頭痛の原因として考えられていること……「頭の痛み=脳の痛み」ではない

寝すぎて頭痛がするのはなぜ

疲れも取れてスッキリ目覚めるつもりが、眠りすぎて頭痛に……。眠りすぎで頭痛が起こるのはなぜなのでしょうか


頭痛の原因は様々ですが、なかなか治らない片頭痛を始め、まだ原因やメカニズム、治療法が明らかになっていない部分もあります。また、誤解されている方もあるようですが「頭の痛み=脳の痛み」ではありません。意外に思われるかもしれませんが、脳自体は痛みを感じることはありません。頭の血管や筋肉が刺激を受けたときに「頭の痛み」として感じるようです。

例えば二日酔いで脈に合わせてズキズキする頭痛を感じるのは、頭の血管が拡張して周りの神経を刺激するため。また、パソコン作業などのデスクワークが多い人の頭痛は、ずっと同じ体勢で仕事することで頭や首の筋肉が緊張し、ひどく凝ってしまうことが関係しているのでしょう。脳腫瘍や脳出血で起こる頭痛は、脳をとりまく血管や神経が引っ張られたり、圧迫されたりするためと考えられています。
 

寝すぎで頭痛が起こる原因・メカニズム

では、寝すぎで頭痛が起こるのはなぜでしょうか? 寝すぎて頭痛が起こるのは、眠ることで緊張が緩んで頭の血管が広がることが原因だと考えられています。「血管が広がる」というと、何となく健康によいことのように聞こえるかもしれませんが、収縮していた血管が広がりすぎると、近くにある三叉神経などの感覚神経が刺激されます。また、同時に神経伝達物質などの放出を介して血管の周囲に炎症が広がることで、痛みが起こるという説もあります。風邪をひいたときに頭痛が起こるのも同じ機序ではないかとも考えられています。

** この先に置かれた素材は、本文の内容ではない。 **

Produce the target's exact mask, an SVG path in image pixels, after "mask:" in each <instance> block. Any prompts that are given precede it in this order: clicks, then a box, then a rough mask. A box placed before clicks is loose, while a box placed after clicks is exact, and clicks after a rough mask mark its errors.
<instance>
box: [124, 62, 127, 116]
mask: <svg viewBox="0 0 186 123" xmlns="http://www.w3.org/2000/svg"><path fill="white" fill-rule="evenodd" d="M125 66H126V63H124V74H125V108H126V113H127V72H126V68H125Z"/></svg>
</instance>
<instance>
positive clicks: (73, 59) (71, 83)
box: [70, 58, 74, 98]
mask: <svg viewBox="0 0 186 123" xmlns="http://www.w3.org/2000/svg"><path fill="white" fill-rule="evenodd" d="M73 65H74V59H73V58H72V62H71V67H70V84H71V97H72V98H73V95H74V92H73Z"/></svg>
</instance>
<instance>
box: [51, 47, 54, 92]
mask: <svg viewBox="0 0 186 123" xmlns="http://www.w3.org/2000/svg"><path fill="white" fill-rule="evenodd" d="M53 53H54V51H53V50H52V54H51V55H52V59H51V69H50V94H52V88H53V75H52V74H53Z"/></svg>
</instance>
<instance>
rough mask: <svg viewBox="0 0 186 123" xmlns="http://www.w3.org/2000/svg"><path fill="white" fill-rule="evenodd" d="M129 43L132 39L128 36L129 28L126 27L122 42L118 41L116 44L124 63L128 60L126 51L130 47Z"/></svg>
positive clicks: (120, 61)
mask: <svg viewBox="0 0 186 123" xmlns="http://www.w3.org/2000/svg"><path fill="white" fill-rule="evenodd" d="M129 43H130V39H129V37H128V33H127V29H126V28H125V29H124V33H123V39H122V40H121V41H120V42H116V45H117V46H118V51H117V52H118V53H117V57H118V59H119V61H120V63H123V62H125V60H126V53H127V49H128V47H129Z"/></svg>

一方で、寝不足でも体にストレスがかかって頭痛が起こりやすくなってしまうのですから、困ったものです。特に女性は女性ホルモンが急激に変動する生理前後や更年期にも頭痛が起こりやすい傾向があります。また、空腹による低血糖は頭痛の原因になりますので、過度のダイエットは控え、特にマグネシウム、ビタミンB2をしっかり摂ることも大切です。

寝すぎも寝不足も体にとっては大きな負担。寝すぎによる頭痛を避けたい方も、まずは規則正しい生活を心がけていくことが第一です。